The gabion monument for Harriet Baker

A wall of trees hides a ridge punctuated by two arches, the tunnels in the Pacific Motorway at Duranbah. The tunnels are buttressed by gabions. 

This ridge edges the property where Harriet Eliza Baker died on 6 September 1901, long before her mother Letitia Halligan (in 1934) and father Nicholas John Jones (in 1918). She was 35 years old.

Pacific Motorway, Duranbah 15 May 15

Harriet Jones was a 19th Century baby - the eldest of 15 children. Born at South Arm, Grafton on 30 June 1866, she was visiting her grandmother Mary Hines (nee Halligan) at Duranbah where she met Thomas Baker. Thomas was almost 23, Harriet only 18. They eloped to Brisbane and married at All Saints Church on 2 April 1884 but returned to the Tweed River to settle at the Cudgen-Duranbah crossroads, where her father-in-law James Baker held property.

Tweed Regional Museum, https://ehive.com/account/5051/object/515716
Thomas, also a Grafton native, was a timber-getter and farmer. 


In the early 20th Century, he also managed the Duranbah Post Office from his home with the assistance of his daughters. [Source: State Records, NSW.]
 

Thomas and Harriet welcomed five daughters: Mary (Skeels), Ada (O'Loughlin), Florence (Philp), Irene (Cameron) and Ida (Campbell).

Harriet's youngest daughter, Ida Alice Maud (1894-1983), recalled herself and her sisters sitting in front of their mother on a horse. The dairy was in a steep gully and the children had to keep the crows out of 
the corn. Ida was only seven when her mother died after a three-week fight against influenza.

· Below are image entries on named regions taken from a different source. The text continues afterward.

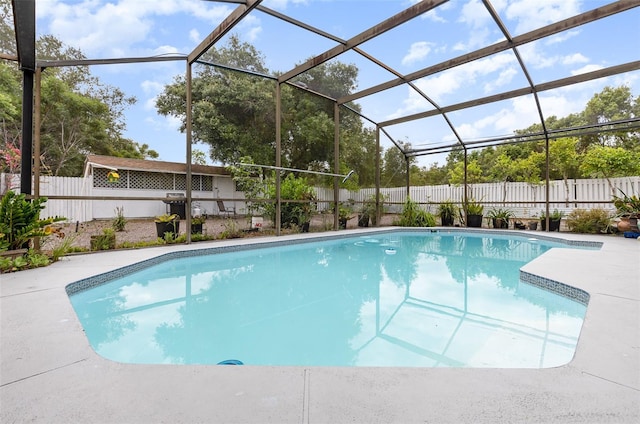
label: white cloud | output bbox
[459,0,491,28]
[189,28,202,43]
[545,29,580,46]
[484,67,518,93]
[36,0,230,57]
[571,64,603,75]
[387,53,517,119]
[562,53,589,65]
[245,26,262,42]
[506,0,580,34]
[402,41,435,65]
[140,80,165,96]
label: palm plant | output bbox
[0,191,65,251]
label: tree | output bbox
[0,32,158,176]
[580,145,640,192]
[156,35,375,188]
[549,137,579,201]
[380,145,415,187]
[580,86,640,151]
[449,159,484,184]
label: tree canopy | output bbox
[0,3,158,176]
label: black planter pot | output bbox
[540,219,560,231]
[467,215,482,228]
[492,218,509,229]
[440,215,453,227]
[156,221,180,238]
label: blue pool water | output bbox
[70,232,586,368]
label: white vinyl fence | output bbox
[0,174,640,222]
[316,177,640,218]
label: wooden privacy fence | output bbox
[0,174,640,222]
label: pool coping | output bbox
[0,227,640,423]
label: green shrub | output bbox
[567,208,611,234]
[394,197,436,227]
[111,206,127,231]
[0,190,65,250]
[263,174,316,227]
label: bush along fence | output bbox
[316,176,640,219]
[0,174,640,222]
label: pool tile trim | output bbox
[65,227,602,305]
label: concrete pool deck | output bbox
[0,228,640,423]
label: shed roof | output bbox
[85,155,231,177]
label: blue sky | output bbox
[36,0,640,165]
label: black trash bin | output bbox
[163,193,187,219]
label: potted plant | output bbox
[438,200,458,227]
[540,209,564,231]
[460,199,484,228]
[358,199,376,227]
[154,213,180,238]
[191,216,205,234]
[338,203,352,230]
[487,208,514,229]
[613,189,640,232]
[89,228,116,250]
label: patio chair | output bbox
[216,200,236,217]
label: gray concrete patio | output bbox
[0,228,640,423]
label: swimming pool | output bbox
[67,231,586,368]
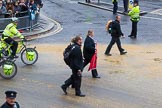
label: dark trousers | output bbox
[123,0,129,12]
[4,37,18,56]
[63,70,82,95]
[131,21,138,37]
[105,37,124,54]
[113,2,118,14]
[83,59,98,77]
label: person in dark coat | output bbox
[105,15,127,56]
[85,0,91,3]
[83,30,100,78]
[61,36,85,97]
[0,91,20,108]
[112,0,118,15]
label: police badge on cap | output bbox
[5,91,17,98]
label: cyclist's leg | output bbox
[4,37,18,56]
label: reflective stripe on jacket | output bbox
[2,23,24,39]
[128,6,140,21]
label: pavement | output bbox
[78,1,147,16]
[22,13,62,40]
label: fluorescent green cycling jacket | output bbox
[2,23,24,39]
[128,6,140,21]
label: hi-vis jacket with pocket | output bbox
[2,23,24,39]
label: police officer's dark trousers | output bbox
[131,21,138,38]
[83,59,98,78]
[113,1,118,14]
[105,37,124,54]
[63,69,82,95]
[4,37,18,56]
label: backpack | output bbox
[63,44,75,67]
[106,20,114,34]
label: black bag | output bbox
[108,21,113,34]
[63,44,75,67]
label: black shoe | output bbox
[93,76,101,78]
[105,53,112,56]
[61,85,67,95]
[75,93,86,97]
[120,51,127,55]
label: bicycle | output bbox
[1,40,38,65]
[0,50,17,79]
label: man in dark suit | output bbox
[61,36,85,97]
[0,91,20,108]
[83,30,100,78]
[105,15,127,56]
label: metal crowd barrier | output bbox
[0,11,39,32]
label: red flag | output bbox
[88,44,97,71]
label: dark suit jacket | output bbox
[70,43,83,70]
[83,36,95,61]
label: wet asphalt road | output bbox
[0,0,162,108]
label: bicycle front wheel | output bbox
[21,48,38,65]
[0,60,17,79]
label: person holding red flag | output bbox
[83,30,100,78]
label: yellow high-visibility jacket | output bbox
[2,23,24,39]
[128,6,140,21]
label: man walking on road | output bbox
[61,36,85,97]
[128,1,140,38]
[105,15,127,56]
[83,30,100,78]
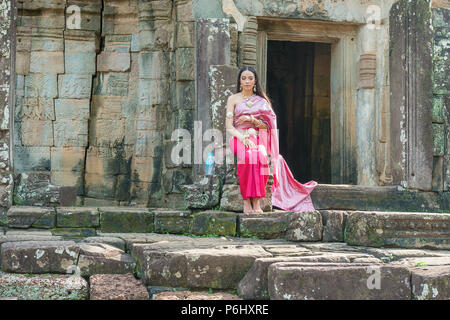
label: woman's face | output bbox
[240,70,256,90]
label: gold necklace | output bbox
[244,94,255,108]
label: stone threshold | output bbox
[0,206,450,249]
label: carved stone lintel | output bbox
[359,52,377,89]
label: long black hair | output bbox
[236,66,273,109]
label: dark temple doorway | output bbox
[267,40,331,184]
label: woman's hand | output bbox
[242,138,257,148]
[236,116,251,124]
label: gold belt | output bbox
[237,128,259,136]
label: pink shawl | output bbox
[234,96,317,211]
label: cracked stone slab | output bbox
[238,253,382,300]
[153,291,242,300]
[89,274,150,300]
[411,266,450,300]
[345,211,450,250]
[6,206,56,229]
[133,245,272,289]
[267,262,411,300]
[77,243,136,276]
[0,271,89,300]
[1,241,79,273]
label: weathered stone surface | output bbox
[51,228,97,238]
[99,207,154,232]
[77,243,135,276]
[180,175,221,209]
[239,212,288,239]
[30,51,64,74]
[56,207,100,228]
[411,266,450,300]
[320,210,347,242]
[81,236,126,251]
[268,262,411,300]
[53,120,88,147]
[237,253,381,299]
[153,291,241,300]
[345,211,450,249]
[154,210,194,233]
[14,146,50,173]
[0,271,89,300]
[55,99,90,120]
[89,274,149,300]
[1,241,79,273]
[133,244,271,289]
[58,74,92,99]
[14,172,60,207]
[97,51,130,72]
[6,206,56,229]
[191,210,237,237]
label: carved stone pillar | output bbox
[389,0,433,190]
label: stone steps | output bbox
[0,206,450,250]
[0,230,450,299]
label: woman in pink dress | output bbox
[226,66,317,213]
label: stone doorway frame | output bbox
[242,17,360,185]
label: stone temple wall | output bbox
[10,0,195,207]
[4,0,450,208]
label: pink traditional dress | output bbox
[230,95,317,212]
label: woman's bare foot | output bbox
[251,198,263,213]
[244,199,253,213]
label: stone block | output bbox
[97,51,131,72]
[77,243,136,276]
[50,147,86,172]
[53,120,88,147]
[25,73,57,98]
[177,22,194,48]
[191,210,237,237]
[138,79,169,106]
[92,95,123,121]
[14,172,60,207]
[64,52,96,75]
[6,206,56,229]
[345,211,450,250]
[176,1,194,21]
[182,245,271,289]
[268,262,411,300]
[135,130,162,157]
[58,74,92,99]
[411,266,450,300]
[19,97,55,121]
[175,48,195,81]
[21,120,53,147]
[1,241,79,273]
[99,208,154,233]
[89,119,125,147]
[30,51,64,74]
[432,123,445,156]
[138,51,169,79]
[56,207,100,228]
[237,258,381,300]
[16,51,30,75]
[154,211,194,234]
[239,212,288,239]
[89,274,149,300]
[93,72,129,96]
[105,35,132,53]
[320,210,347,242]
[51,228,97,240]
[0,271,89,300]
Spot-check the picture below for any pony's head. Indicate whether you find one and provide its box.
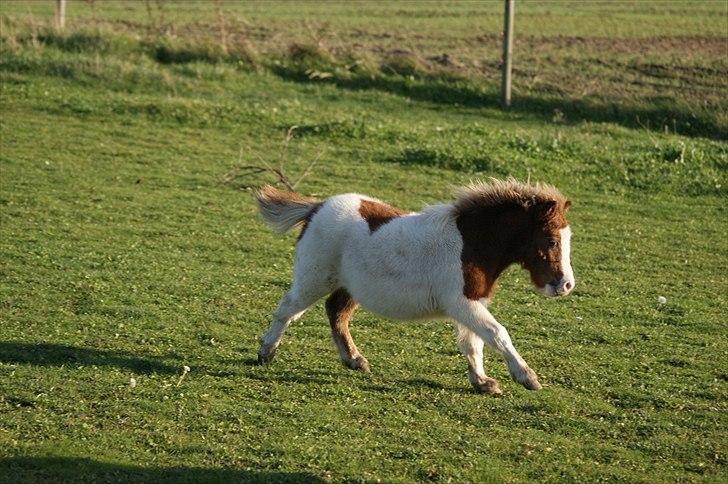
[522,199,575,297]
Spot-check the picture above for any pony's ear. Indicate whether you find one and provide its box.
[535,200,556,220]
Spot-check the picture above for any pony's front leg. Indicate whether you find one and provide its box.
[455,323,503,395]
[448,299,541,390]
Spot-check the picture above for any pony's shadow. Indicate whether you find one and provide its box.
[362,378,473,394]
[0,341,181,374]
[0,457,325,483]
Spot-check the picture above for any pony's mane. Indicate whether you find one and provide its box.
[453,178,566,213]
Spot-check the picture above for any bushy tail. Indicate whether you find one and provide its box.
[257,185,321,233]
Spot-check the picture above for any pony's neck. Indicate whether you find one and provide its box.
[456,205,532,300]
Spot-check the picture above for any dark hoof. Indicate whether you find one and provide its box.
[514,367,543,390]
[258,350,276,365]
[471,377,503,397]
[342,355,371,373]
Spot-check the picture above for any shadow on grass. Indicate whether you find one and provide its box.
[271,65,728,140]
[0,341,181,373]
[0,457,325,483]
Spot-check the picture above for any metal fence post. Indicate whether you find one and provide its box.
[501,0,514,110]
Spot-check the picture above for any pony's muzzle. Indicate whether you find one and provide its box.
[549,277,575,296]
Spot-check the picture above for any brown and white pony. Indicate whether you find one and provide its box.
[258,179,574,395]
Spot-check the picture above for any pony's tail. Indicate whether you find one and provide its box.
[256,185,321,233]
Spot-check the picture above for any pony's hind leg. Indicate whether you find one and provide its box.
[258,287,325,363]
[455,323,503,395]
[326,289,369,372]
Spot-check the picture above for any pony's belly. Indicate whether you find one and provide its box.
[350,288,441,319]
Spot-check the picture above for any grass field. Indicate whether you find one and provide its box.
[0,1,728,482]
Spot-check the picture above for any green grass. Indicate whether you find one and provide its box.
[0,2,728,482]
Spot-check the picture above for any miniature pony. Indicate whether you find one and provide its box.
[258,179,575,395]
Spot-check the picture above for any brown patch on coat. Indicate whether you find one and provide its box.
[326,288,369,371]
[359,200,407,233]
[455,180,570,300]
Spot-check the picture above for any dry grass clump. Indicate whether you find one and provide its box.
[151,37,258,66]
[287,42,334,65]
[381,51,427,76]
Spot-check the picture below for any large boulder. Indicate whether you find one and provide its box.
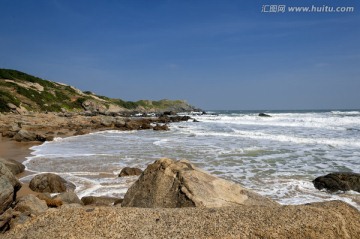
[119,167,142,177]
[122,159,278,208]
[14,194,48,215]
[29,173,76,193]
[0,158,25,175]
[0,162,21,214]
[153,124,170,131]
[313,172,360,192]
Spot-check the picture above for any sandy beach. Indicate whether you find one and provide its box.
[0,114,360,238]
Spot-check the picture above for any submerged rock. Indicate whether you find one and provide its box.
[312,172,360,192]
[14,194,48,215]
[0,162,21,215]
[259,113,271,117]
[0,158,25,175]
[122,159,278,208]
[153,124,170,131]
[29,173,76,193]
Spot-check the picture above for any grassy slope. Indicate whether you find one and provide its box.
[0,69,197,112]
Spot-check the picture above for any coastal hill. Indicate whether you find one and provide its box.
[0,69,200,115]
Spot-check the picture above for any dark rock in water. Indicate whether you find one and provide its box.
[153,124,170,131]
[0,158,25,175]
[53,192,83,205]
[312,172,360,192]
[29,173,76,193]
[81,196,119,206]
[259,113,271,117]
[119,167,142,177]
[163,111,176,115]
[0,208,14,233]
[0,162,21,215]
[121,159,278,208]
[14,194,48,215]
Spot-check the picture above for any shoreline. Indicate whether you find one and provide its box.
[0,114,360,238]
[0,134,42,198]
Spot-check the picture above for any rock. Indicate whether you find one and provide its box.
[100,117,115,127]
[81,196,119,206]
[153,124,170,131]
[259,113,271,117]
[119,167,142,177]
[125,120,142,130]
[105,104,125,115]
[312,172,360,192]
[14,129,36,142]
[36,193,63,207]
[0,158,25,175]
[115,117,126,128]
[29,173,76,193]
[0,208,14,233]
[14,194,48,215]
[0,162,21,215]
[1,201,360,239]
[121,159,278,208]
[7,103,17,110]
[82,100,107,114]
[54,192,83,205]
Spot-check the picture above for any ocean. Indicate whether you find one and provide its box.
[21,110,360,210]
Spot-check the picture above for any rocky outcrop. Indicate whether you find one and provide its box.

http://nla.gov.au/nla.news-article121379493

Duranbah has never had a cemetery. Harriet was buried near the Baker family property, surrounded by a low white picket fence. In the 1950s, the land was subsumed into a quarry. Although a search was carried out on behalf of the Tweed Shire Council, there was no substantial presence to exhume and reinter. 

Lone Graves Register, Tweed Heads Historical Society

In an interesting twist of fate, Harriet's father-in-law had been subjected to the same spiritual relocation. His second resting place was subsequently washed away in a Murwillumbah flood.                          
H.E.B. 5 September 1901








Her last-minute will and testament shows where her priorities lay, but no photographs or possessions of Harriet are known to exist. How difficult then to illustrate a life. 

While the monolithic Wollumbin provides the backdrop to this truncated life on the land, Harriet's gravestone will always be the gabion monument.